The point is, why play with the minds of the already fucked-up youth of the country? And why let the average twenty-something dream unrealistically about sleeping in the arms of a seductive poetess in a mansion in Vienna? Why allow the middle-class youth to envy the financial power of such fictional people who have not earned it by hard work but are “private-jet rich” by birth? Why give them the impression that how the characters in the story earn and manage their living is not really important, and that it is normal to leave everything and go about fixing unidentified relationships (which apparently they fail to do anyway)? Why always flash the limelight on out-of-the-ordinary lifestyle, while we still have ample problems to be talked about in our ordinary down-to-earth lifestyle? Is it simply because we want to escape to Utopia from our mundane reality for a few hours?

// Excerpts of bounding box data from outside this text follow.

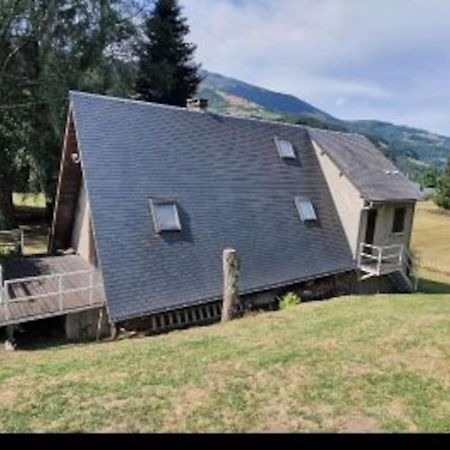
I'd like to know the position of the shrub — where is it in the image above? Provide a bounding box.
[280,292,301,309]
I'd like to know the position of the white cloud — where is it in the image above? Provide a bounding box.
[181,0,450,133]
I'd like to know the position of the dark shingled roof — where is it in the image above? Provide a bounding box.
[308,129,421,202]
[71,93,354,321]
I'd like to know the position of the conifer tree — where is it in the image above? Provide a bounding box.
[136,0,201,106]
[436,156,450,210]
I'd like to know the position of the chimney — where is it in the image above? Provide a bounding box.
[186,98,208,111]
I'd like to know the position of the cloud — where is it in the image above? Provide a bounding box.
[181,0,450,134]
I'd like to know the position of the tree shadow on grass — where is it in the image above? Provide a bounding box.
[418,278,450,294]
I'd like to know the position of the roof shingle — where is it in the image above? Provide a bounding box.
[71,93,354,321]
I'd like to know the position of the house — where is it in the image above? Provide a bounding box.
[0,92,420,337]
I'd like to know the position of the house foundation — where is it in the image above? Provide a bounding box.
[64,308,111,341]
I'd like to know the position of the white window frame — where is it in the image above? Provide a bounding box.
[149,197,181,234]
[274,136,297,159]
[294,197,317,222]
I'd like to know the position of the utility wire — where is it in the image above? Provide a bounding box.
[0,99,65,110]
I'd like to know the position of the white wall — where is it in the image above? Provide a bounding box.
[71,182,95,263]
[374,203,414,248]
[313,141,364,256]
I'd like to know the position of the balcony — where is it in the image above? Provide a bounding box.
[0,255,105,326]
[358,242,419,292]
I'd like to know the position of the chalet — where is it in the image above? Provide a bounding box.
[0,92,420,338]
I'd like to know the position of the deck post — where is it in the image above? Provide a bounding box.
[222,248,239,322]
[58,274,64,311]
[3,281,10,320]
[89,272,94,305]
[5,325,17,352]
[95,308,103,341]
[377,247,383,275]
[20,229,25,255]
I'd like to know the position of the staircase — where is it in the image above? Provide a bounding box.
[358,243,419,292]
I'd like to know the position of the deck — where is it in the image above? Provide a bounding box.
[358,243,419,291]
[0,255,105,326]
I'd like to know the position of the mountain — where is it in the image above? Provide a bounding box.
[198,71,450,176]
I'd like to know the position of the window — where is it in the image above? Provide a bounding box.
[275,137,295,159]
[150,198,181,233]
[295,197,317,222]
[392,208,406,233]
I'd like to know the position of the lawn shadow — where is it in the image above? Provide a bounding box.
[418,278,450,294]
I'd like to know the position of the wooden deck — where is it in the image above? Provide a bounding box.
[0,255,105,326]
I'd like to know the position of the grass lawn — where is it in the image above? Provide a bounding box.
[0,199,450,432]
[412,201,450,277]
[0,294,450,431]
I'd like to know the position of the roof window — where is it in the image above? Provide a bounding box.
[295,197,317,222]
[150,198,181,233]
[275,137,295,159]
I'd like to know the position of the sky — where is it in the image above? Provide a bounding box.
[180,0,450,136]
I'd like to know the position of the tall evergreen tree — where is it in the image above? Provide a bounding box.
[0,0,145,225]
[435,156,450,210]
[136,0,201,106]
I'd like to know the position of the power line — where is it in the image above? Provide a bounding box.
[0,99,66,110]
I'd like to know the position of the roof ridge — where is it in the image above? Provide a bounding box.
[69,90,365,137]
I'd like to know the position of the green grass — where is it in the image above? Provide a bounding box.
[0,199,450,432]
[0,294,450,431]
[412,201,450,277]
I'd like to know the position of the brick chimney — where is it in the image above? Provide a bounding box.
[186,98,208,111]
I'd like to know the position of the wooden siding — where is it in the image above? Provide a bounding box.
[50,113,82,251]
[0,255,105,326]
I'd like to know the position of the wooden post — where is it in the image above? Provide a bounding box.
[222,248,239,322]
[5,325,17,352]
[95,307,103,341]
[109,322,120,341]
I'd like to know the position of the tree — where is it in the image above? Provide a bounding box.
[435,156,450,210]
[0,0,144,228]
[419,167,439,188]
[136,0,201,106]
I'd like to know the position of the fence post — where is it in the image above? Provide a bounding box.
[89,272,94,305]
[222,248,239,322]
[377,247,383,275]
[20,229,25,255]
[58,275,64,311]
[3,281,11,320]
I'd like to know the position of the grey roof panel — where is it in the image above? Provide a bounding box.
[71,93,354,321]
[308,128,422,201]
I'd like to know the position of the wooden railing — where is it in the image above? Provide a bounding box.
[0,266,104,322]
[0,229,24,255]
[358,242,404,275]
[358,242,419,290]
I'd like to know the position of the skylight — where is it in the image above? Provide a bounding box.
[150,198,181,233]
[295,197,317,222]
[275,137,295,159]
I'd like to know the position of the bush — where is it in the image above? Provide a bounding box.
[280,292,301,309]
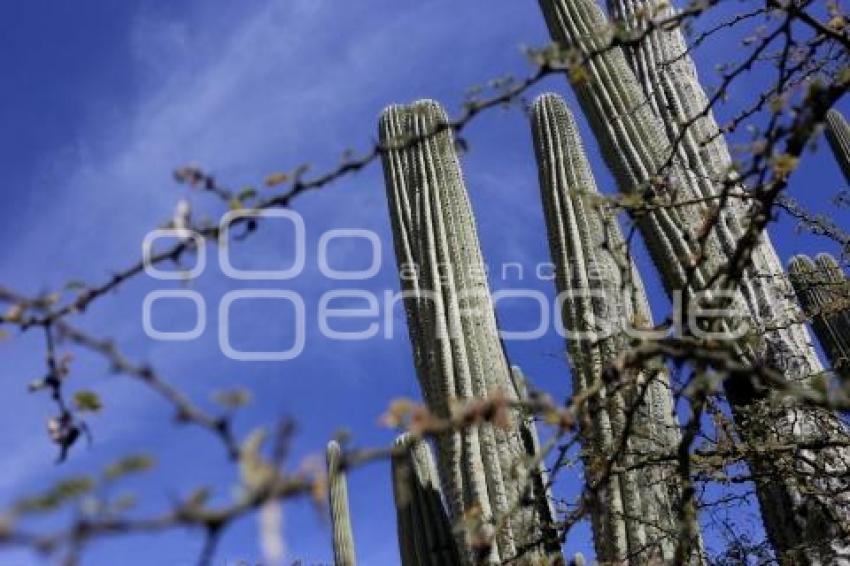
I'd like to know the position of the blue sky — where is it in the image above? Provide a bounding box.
[0,0,847,565]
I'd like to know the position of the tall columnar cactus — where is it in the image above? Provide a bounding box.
[826,108,850,183]
[392,435,460,566]
[608,0,800,368]
[532,94,700,564]
[539,0,850,563]
[788,254,850,379]
[380,101,547,562]
[327,440,357,566]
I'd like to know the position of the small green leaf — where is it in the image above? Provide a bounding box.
[74,389,103,413]
[213,389,251,410]
[103,454,154,481]
[236,187,257,201]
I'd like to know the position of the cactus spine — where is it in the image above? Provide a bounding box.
[788,254,850,379]
[327,440,357,566]
[826,108,850,183]
[380,101,556,563]
[532,94,700,563]
[540,0,850,563]
[392,435,460,566]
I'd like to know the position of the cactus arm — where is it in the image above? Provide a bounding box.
[327,440,357,566]
[380,101,552,562]
[826,108,850,183]
[532,95,700,562]
[392,435,460,566]
[788,254,850,379]
[540,0,850,563]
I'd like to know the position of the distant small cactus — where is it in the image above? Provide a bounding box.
[327,440,357,566]
[788,254,850,379]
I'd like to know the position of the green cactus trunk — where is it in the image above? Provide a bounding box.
[327,440,357,566]
[532,95,701,564]
[540,0,850,564]
[788,254,850,380]
[392,435,460,566]
[380,101,556,563]
[826,108,850,183]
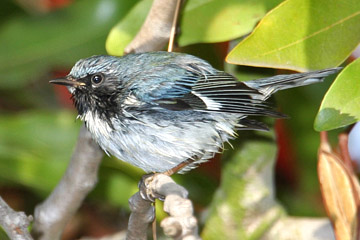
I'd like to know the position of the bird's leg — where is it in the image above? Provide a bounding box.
[138,157,199,202]
[138,173,164,202]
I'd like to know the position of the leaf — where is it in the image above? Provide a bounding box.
[227,0,360,71]
[0,0,135,88]
[105,0,152,56]
[178,0,281,46]
[314,59,360,131]
[0,111,80,194]
[106,0,281,56]
[201,131,283,240]
[318,134,359,240]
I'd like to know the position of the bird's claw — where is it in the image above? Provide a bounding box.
[138,173,165,202]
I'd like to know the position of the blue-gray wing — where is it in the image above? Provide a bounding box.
[130,54,283,117]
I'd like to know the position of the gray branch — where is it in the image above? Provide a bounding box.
[124,0,183,54]
[32,125,103,240]
[0,197,33,240]
[127,174,200,240]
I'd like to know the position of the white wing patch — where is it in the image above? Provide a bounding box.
[191,91,221,111]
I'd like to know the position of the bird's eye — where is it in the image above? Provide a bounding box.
[91,74,104,85]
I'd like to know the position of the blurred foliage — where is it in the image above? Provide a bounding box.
[106,0,281,56]
[227,0,360,71]
[0,0,360,236]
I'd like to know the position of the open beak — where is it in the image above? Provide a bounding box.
[49,76,85,87]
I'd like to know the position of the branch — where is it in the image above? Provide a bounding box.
[124,0,183,54]
[32,125,103,240]
[0,197,33,240]
[127,174,200,240]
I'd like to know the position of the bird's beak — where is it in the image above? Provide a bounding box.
[49,76,85,87]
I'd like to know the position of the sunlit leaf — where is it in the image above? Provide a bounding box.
[314,59,360,131]
[227,0,360,71]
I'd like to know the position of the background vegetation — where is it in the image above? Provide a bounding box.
[0,0,360,239]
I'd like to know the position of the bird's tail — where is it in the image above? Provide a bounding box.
[245,67,341,100]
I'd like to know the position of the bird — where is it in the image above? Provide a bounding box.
[50,51,340,175]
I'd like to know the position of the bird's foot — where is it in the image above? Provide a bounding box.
[138,173,165,202]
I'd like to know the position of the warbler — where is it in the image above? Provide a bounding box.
[50,52,339,173]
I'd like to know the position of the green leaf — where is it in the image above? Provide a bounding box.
[201,131,283,240]
[0,0,136,88]
[227,0,360,71]
[106,0,281,56]
[0,111,80,194]
[314,59,360,131]
[178,0,281,46]
[105,0,152,56]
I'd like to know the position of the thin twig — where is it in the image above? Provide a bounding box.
[32,125,103,240]
[0,197,33,240]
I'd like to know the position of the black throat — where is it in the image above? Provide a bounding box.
[72,89,121,128]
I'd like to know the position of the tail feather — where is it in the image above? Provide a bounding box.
[245,67,341,100]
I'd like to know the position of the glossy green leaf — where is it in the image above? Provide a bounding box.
[106,0,281,56]
[105,0,152,56]
[314,59,360,131]
[227,0,360,71]
[0,0,136,88]
[178,0,281,46]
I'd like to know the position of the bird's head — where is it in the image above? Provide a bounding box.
[50,56,123,116]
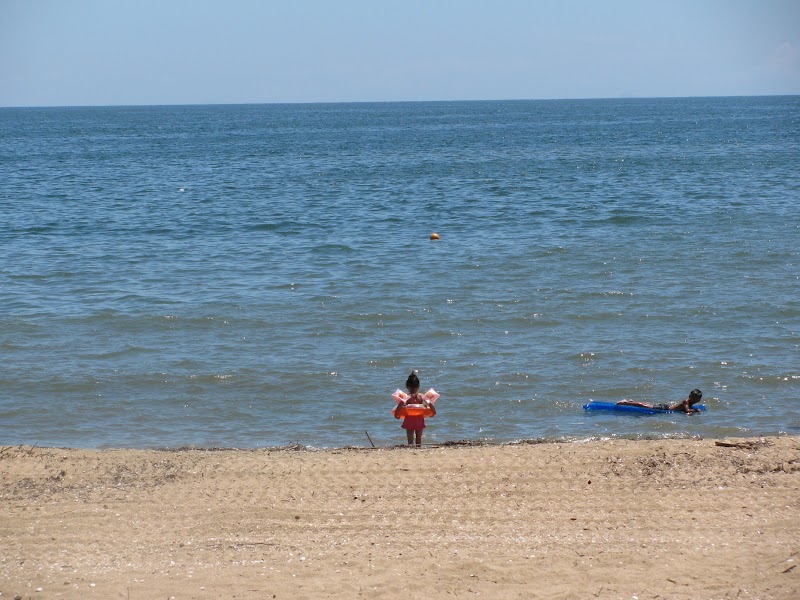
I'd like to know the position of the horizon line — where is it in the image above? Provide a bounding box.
[0,94,800,109]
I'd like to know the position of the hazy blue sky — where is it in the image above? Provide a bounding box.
[0,0,800,106]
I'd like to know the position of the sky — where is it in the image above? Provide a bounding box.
[0,0,800,106]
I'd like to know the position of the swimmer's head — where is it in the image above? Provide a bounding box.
[406,371,419,393]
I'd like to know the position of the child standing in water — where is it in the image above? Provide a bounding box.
[397,371,436,446]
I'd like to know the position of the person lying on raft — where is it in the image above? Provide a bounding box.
[617,389,703,415]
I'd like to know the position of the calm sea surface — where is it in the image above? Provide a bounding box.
[0,96,800,448]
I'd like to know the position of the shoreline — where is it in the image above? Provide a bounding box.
[0,435,800,600]
[0,432,768,456]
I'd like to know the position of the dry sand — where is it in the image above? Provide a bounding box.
[0,437,800,600]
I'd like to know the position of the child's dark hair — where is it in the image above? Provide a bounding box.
[406,371,419,390]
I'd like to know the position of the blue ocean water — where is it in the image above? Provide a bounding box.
[0,96,800,448]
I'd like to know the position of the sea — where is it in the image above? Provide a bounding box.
[0,96,800,449]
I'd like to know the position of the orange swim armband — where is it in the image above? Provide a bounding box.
[392,388,439,419]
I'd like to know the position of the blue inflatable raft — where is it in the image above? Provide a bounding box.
[583,402,706,415]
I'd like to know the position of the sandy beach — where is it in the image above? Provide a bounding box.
[0,437,800,600]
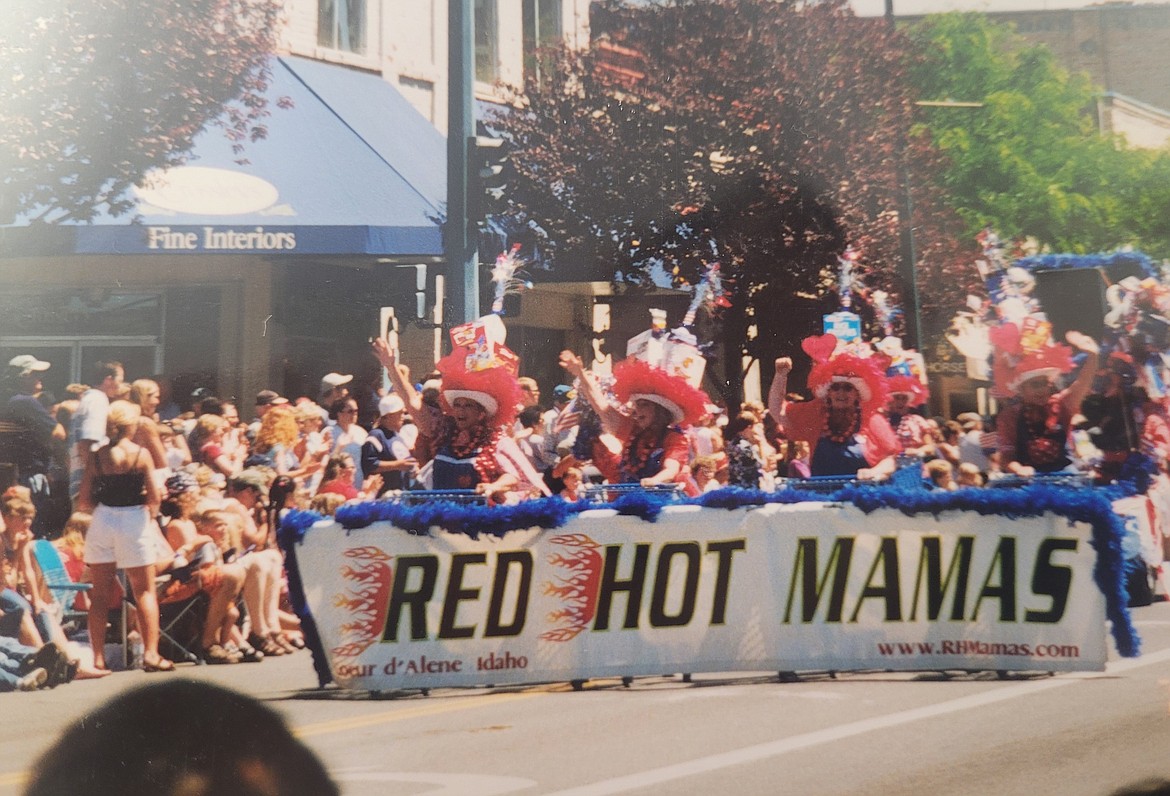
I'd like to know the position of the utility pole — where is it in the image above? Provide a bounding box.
[443,0,480,328]
[886,0,924,351]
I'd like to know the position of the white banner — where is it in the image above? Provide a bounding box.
[297,503,1106,689]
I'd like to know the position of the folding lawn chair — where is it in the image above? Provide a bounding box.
[33,538,94,634]
[119,562,211,667]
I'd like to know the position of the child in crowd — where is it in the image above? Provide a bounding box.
[925,459,958,492]
[958,461,983,487]
[559,467,584,503]
[53,512,91,611]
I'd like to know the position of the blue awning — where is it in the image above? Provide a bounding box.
[0,56,447,258]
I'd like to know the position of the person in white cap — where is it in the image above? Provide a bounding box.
[362,392,418,495]
[0,354,66,536]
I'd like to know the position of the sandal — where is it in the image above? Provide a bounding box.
[227,641,264,664]
[260,638,288,658]
[202,644,240,666]
[143,657,174,672]
[268,632,296,653]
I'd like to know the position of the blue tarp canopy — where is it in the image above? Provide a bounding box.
[0,56,447,258]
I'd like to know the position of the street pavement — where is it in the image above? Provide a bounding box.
[0,603,1170,796]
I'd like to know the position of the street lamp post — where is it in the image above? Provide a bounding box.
[443,0,480,325]
[886,0,922,351]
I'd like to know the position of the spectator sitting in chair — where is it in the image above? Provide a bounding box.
[163,473,245,664]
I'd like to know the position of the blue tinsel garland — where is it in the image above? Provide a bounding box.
[278,482,1148,682]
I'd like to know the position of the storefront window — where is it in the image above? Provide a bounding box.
[0,288,163,337]
[524,0,562,81]
[475,0,500,83]
[317,0,369,55]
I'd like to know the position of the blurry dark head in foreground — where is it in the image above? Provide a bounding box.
[25,680,340,796]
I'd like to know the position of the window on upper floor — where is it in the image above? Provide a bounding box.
[523,0,562,82]
[317,0,370,55]
[475,0,500,83]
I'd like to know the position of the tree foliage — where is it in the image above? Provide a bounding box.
[907,14,1170,254]
[0,0,282,222]
[491,0,962,387]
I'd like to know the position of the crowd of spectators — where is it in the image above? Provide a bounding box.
[0,325,1170,689]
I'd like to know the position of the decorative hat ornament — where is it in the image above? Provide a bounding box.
[435,315,522,424]
[613,309,710,425]
[800,335,888,417]
[491,243,532,315]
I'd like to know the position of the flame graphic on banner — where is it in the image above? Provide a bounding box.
[541,534,601,641]
[333,547,393,658]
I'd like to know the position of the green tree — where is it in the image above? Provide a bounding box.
[500,0,969,393]
[0,0,282,224]
[907,13,1170,252]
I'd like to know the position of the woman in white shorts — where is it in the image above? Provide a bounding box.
[85,400,174,672]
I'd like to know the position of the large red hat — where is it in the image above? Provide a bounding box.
[800,335,889,416]
[886,373,930,406]
[435,345,522,424]
[613,357,710,425]
[989,323,1073,397]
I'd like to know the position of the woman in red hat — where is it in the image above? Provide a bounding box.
[768,335,901,480]
[992,323,1100,478]
[560,351,710,487]
[373,338,549,503]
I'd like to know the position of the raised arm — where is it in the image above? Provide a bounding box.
[1061,331,1101,414]
[560,351,626,434]
[371,337,436,437]
[768,357,792,432]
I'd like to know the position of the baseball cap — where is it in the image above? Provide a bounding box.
[256,390,289,406]
[378,392,406,417]
[956,412,983,431]
[8,354,49,373]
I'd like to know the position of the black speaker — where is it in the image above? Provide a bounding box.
[1033,268,1108,342]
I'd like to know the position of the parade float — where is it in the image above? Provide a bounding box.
[278,245,1145,692]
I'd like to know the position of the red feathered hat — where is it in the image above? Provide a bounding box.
[997,344,1073,394]
[989,323,1073,397]
[613,357,710,425]
[886,373,930,406]
[800,335,889,417]
[435,346,522,424]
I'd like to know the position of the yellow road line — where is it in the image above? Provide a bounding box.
[293,692,543,737]
[0,771,28,788]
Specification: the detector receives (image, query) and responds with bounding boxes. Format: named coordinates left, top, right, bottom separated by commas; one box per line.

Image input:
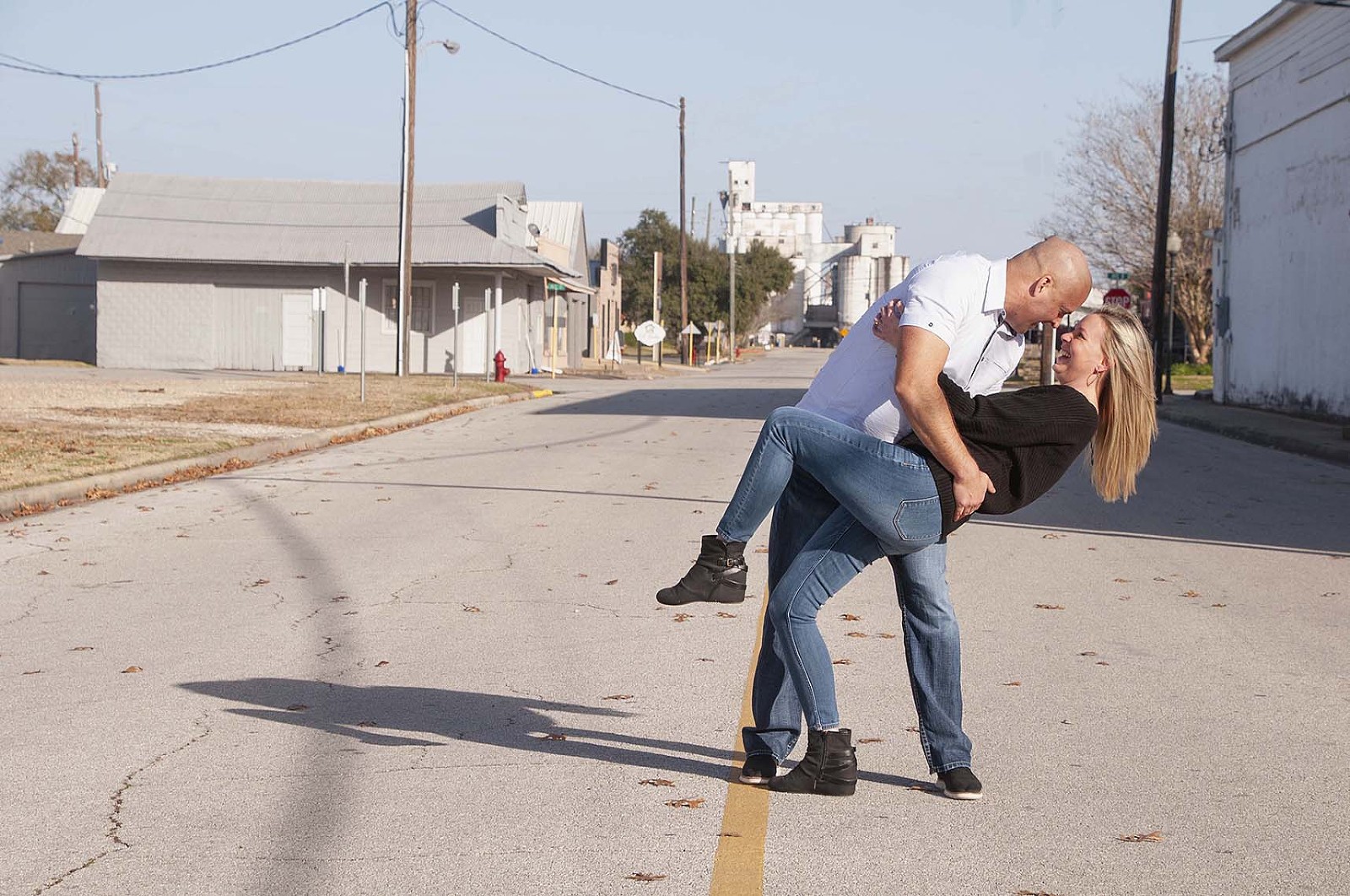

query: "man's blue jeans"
left=742, top=458, right=970, bottom=772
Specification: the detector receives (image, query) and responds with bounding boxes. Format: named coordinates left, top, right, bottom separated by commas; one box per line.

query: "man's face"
left=1007, top=281, right=1087, bottom=333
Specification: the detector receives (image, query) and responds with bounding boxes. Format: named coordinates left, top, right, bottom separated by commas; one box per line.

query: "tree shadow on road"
left=178, top=678, right=932, bottom=791
left=178, top=678, right=732, bottom=780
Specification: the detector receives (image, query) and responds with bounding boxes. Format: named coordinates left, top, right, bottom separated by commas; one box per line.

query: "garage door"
left=19, top=283, right=97, bottom=364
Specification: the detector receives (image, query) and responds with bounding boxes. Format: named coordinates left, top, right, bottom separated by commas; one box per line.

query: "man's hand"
left=952, top=467, right=997, bottom=522
left=872, top=300, right=904, bottom=351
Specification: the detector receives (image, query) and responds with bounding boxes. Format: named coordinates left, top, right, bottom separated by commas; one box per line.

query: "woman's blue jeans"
left=717, top=408, right=942, bottom=730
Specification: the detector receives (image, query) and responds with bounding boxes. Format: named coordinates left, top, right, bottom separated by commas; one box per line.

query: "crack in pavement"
left=32, top=712, right=211, bottom=896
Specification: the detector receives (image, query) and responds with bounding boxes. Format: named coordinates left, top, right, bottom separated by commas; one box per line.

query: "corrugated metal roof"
left=57, top=186, right=106, bottom=234
left=79, top=173, right=572, bottom=274
left=0, top=230, right=81, bottom=257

I might be wrong, but I believe we need to improve our taste and experience such stories on screen that will add to the aspirations of the young population of India. It is important to focus on human relationships, but it is useful only when a story helps us understand our relationships better, rather than confusing us further. If you do know such a movie, please suggest me one in which a young boy and girl remain friends and never fall in love. I would love to watch it.

Apologies to the appreciators of Kuch Kuch Hota Hai, which is one of the most misogynistic Bollywood movies about love and friendship, for obvious reasons.